Re: [PATCH 05/11] mm: compaction: Determine if dirty pages can bemigrated without blocking within ->migratepage

From: Andrew Morton
Date: Fri Dec 16 2011 - 18:21:02 EST


On Wed, 14 Dec 2011 15:41:27 +0000
Mel Gorman <mgorman@xxxxxxx> wrote:

> Asynchronous compaction is used when allocating transparent hugepages
> to avoid blocking for long periods of time. Due to reports of
> stalling, there was a debate on disabling synchronous compaction
> but this severely impacted allocation success rates. Part of the
> reason was that many dirty pages are skipped in asynchronous compaction
> by the following check;
>
> if (PageDirty(page) && !sync &&
> mapping->a_ops->migratepage != migrate_page)
> rc = -EBUSY;
>
> This skips over all mapping aops using buffer_migrate_page()
> even though it is possible to migrate some of these pages without
> blocking.
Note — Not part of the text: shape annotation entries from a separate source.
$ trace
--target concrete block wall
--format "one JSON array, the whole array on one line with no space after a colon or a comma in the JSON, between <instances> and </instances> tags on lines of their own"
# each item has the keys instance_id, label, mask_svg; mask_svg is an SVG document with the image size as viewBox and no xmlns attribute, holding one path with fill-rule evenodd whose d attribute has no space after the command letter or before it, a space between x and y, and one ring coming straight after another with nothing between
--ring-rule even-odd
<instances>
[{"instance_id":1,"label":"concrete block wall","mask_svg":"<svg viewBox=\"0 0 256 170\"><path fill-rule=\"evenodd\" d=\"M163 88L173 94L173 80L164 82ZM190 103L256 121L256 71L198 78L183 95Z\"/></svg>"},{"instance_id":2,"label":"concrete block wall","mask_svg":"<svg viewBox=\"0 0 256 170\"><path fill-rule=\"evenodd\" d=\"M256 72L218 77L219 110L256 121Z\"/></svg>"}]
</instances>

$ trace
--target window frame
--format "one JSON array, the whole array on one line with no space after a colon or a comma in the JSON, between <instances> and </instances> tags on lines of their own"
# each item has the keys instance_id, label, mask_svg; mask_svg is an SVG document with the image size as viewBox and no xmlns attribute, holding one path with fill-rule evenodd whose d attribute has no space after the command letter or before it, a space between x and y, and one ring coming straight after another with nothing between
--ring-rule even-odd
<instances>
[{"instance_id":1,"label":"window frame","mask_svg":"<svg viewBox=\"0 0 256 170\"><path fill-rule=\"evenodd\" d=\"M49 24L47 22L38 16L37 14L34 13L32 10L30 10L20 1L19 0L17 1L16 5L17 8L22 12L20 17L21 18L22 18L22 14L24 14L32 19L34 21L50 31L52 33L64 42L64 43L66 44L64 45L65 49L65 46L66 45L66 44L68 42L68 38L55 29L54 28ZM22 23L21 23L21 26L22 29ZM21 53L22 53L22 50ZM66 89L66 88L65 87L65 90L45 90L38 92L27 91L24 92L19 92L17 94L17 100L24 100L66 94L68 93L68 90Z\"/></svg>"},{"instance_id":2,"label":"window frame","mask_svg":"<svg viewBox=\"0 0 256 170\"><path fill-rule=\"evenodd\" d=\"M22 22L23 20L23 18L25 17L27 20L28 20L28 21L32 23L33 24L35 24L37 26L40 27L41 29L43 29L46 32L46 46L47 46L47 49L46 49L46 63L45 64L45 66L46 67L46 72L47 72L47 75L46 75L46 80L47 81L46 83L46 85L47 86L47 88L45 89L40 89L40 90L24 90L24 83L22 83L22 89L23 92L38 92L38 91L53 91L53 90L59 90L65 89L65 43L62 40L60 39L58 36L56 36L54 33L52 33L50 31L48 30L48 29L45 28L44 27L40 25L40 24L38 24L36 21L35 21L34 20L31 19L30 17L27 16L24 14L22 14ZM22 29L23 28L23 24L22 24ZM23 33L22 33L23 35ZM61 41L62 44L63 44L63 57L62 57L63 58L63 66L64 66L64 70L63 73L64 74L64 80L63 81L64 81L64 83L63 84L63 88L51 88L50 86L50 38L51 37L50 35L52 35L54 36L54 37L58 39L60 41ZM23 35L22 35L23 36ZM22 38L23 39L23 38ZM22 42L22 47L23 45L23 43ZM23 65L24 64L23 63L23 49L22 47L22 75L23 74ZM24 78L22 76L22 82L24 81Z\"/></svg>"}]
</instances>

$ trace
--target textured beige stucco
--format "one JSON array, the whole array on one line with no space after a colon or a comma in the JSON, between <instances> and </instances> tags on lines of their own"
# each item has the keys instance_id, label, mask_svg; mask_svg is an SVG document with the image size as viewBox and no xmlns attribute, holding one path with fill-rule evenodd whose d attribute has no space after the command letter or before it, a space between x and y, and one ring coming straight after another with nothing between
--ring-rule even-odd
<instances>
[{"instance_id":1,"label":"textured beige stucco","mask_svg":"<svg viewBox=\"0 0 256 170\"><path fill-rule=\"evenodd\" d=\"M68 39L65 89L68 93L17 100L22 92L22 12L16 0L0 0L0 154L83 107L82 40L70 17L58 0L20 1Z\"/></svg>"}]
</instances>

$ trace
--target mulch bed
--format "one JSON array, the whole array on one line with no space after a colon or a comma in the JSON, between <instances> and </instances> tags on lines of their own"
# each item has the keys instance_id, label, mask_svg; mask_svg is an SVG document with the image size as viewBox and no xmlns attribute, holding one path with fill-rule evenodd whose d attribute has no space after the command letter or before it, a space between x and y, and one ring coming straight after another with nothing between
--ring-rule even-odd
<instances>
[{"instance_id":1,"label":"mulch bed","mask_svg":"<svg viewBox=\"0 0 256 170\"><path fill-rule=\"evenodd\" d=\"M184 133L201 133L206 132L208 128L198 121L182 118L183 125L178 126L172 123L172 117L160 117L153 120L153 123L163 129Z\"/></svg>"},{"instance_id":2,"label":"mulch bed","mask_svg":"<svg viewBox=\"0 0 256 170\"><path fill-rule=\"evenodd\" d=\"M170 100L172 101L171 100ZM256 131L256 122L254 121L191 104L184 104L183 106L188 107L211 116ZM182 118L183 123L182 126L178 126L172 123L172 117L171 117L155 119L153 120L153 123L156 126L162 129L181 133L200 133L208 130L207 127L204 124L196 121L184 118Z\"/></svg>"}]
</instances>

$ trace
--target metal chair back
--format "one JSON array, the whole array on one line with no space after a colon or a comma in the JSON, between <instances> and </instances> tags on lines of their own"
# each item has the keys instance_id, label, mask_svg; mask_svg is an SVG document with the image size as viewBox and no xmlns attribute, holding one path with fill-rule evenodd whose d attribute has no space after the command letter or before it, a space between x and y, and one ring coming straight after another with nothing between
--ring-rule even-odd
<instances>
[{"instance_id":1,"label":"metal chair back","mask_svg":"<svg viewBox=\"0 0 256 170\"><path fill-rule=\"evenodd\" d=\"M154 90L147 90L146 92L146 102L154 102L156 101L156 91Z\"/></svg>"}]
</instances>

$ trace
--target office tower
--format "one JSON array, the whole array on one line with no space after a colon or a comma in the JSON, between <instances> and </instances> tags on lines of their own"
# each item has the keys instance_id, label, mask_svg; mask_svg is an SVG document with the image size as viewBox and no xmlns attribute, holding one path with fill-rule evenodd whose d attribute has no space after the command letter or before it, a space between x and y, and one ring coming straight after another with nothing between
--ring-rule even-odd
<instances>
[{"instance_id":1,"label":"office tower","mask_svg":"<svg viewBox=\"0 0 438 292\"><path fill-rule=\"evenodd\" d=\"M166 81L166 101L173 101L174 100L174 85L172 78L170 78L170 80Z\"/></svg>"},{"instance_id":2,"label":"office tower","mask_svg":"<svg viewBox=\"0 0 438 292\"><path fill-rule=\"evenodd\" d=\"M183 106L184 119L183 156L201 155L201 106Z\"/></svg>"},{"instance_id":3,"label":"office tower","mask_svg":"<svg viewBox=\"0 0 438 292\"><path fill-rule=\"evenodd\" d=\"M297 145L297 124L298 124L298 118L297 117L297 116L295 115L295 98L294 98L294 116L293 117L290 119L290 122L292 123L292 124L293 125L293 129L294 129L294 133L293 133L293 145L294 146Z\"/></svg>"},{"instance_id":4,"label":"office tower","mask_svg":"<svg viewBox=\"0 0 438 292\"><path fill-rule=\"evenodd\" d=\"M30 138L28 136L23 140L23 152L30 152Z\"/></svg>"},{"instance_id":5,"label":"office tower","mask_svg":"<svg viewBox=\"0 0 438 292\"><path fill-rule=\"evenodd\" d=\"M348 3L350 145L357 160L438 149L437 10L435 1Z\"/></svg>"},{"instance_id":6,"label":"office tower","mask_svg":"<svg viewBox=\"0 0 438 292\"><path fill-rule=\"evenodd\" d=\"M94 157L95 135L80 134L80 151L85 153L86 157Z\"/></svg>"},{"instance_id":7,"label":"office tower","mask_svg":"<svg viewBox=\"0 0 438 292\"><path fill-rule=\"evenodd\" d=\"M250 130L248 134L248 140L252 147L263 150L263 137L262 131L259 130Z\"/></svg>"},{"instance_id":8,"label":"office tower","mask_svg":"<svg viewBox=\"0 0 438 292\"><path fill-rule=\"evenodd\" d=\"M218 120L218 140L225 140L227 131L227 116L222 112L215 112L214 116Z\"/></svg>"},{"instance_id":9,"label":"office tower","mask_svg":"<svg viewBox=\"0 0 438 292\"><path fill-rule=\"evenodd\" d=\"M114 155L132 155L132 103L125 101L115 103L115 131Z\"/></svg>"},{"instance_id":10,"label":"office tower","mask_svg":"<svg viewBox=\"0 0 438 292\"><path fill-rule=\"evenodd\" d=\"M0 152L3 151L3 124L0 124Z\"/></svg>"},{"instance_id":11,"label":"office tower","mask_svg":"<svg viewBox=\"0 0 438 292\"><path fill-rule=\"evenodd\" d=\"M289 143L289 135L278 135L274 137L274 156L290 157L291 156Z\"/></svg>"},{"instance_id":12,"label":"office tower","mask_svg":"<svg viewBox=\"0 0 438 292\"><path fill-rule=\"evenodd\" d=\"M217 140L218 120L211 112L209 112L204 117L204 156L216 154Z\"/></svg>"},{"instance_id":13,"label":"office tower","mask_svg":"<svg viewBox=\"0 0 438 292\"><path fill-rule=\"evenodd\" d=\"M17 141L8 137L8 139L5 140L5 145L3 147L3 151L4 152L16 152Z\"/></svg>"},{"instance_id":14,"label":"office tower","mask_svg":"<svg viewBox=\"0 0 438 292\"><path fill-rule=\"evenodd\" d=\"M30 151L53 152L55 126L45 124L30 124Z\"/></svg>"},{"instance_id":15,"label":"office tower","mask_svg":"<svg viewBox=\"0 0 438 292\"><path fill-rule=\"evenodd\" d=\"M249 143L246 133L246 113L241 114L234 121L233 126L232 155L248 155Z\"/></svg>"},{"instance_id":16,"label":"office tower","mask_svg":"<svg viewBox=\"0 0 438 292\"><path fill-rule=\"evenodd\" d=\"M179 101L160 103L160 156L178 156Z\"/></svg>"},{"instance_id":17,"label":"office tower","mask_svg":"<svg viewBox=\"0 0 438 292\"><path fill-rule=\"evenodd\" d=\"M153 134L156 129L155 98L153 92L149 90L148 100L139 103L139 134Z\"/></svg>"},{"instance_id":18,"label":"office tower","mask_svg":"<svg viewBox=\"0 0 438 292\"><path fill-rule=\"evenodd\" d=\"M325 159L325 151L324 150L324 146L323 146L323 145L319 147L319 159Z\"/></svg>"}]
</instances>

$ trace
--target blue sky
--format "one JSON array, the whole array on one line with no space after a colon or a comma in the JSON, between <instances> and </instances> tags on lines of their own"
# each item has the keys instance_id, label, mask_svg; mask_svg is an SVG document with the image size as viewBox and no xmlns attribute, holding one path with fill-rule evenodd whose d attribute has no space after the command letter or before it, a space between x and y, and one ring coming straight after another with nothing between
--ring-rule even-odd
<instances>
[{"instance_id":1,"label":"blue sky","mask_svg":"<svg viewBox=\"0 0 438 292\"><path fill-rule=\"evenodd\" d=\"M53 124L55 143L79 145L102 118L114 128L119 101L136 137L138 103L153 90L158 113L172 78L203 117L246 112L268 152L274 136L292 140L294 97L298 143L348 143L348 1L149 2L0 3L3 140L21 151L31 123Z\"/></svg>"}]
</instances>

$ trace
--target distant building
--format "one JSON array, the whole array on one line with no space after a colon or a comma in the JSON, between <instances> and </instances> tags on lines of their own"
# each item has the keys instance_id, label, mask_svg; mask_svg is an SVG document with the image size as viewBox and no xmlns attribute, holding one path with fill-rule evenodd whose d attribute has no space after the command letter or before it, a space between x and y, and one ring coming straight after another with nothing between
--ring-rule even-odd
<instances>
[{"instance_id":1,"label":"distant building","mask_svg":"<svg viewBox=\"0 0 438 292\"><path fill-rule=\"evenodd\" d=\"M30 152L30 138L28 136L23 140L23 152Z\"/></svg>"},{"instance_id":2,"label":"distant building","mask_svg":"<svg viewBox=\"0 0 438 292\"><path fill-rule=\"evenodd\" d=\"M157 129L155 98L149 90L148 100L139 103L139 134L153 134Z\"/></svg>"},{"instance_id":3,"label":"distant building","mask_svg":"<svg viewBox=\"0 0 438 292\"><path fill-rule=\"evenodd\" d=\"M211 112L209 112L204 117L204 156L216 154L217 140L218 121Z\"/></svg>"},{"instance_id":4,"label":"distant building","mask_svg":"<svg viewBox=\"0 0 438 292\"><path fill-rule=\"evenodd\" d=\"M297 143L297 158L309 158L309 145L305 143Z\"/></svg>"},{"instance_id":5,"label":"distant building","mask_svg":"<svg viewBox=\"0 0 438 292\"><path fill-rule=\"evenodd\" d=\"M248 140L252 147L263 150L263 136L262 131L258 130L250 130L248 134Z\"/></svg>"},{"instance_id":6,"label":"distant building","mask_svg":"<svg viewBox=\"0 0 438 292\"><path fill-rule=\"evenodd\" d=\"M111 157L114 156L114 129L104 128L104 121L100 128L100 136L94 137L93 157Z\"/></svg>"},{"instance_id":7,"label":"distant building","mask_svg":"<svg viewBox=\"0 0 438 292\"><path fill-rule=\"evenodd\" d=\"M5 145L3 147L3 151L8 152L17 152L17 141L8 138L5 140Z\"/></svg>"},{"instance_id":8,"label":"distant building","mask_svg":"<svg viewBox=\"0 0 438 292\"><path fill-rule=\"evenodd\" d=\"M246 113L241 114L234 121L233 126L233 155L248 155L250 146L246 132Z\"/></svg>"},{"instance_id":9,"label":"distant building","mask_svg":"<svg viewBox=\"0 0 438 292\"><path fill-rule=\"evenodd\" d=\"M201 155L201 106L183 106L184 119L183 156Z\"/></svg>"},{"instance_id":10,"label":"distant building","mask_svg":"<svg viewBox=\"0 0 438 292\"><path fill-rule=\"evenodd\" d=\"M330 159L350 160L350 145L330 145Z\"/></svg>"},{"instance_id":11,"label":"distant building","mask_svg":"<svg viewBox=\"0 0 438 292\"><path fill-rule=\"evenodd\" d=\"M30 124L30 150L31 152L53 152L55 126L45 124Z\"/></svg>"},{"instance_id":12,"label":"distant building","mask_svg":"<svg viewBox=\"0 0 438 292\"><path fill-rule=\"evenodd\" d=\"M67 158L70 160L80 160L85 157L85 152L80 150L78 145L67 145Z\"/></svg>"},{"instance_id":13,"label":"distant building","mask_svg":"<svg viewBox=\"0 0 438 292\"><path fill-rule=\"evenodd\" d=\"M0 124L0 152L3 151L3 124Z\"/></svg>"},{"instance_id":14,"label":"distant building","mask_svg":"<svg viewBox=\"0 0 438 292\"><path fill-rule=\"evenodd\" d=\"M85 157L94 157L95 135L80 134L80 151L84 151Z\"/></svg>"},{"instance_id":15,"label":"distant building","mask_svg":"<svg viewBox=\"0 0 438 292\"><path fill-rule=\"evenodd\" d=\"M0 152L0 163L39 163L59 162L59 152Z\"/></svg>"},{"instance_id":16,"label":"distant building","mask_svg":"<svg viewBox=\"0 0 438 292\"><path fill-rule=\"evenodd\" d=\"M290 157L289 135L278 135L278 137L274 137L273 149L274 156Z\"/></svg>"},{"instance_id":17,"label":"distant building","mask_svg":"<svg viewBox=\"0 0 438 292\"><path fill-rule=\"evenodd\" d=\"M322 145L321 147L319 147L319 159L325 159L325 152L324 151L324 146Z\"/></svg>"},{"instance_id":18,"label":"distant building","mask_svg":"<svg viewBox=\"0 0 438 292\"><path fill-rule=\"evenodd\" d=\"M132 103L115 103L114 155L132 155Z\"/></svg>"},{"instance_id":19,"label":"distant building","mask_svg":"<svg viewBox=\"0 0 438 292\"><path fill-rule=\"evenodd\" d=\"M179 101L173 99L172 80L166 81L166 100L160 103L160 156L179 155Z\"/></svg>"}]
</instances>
This patch updates the ->migratepage callback with a "sync"
> parameter. It is the responsibility of the callback to fail gracefully
> if migration would block.
>
> ...
>
> @@ -259,6 +309,19 @@ static int migrate_page_move_mapping(struct address_space *mapping,
> }
>
> /*
> + * In the async migration case of moving a page with buffers, lock the
> + * buffers using trylock before the mapping is moved. If the mapping
> + * was moved, we later failed to lock the buffers and could not move
> + * the mapping back due to an elevated page count, we would have to
> + * block waiting on other references to be dropped.
> + */
> + if (!sync && head && !buffer_migrate_lock_buffers(head, sync)) {

Once it has been established that "sync" is true, I find it clearer to
pass in plain old "true" to buffer_migrate_lock_buffers(). Minor point.



I hadn't paid a lot of attention to buffer_migrate_page() before.
Scary function. I'm rather worried about its interactions with ext3
journal commit which locks buffers then plays with them while leaving
the page unlocked. How vigorously has this been whitebox-tested?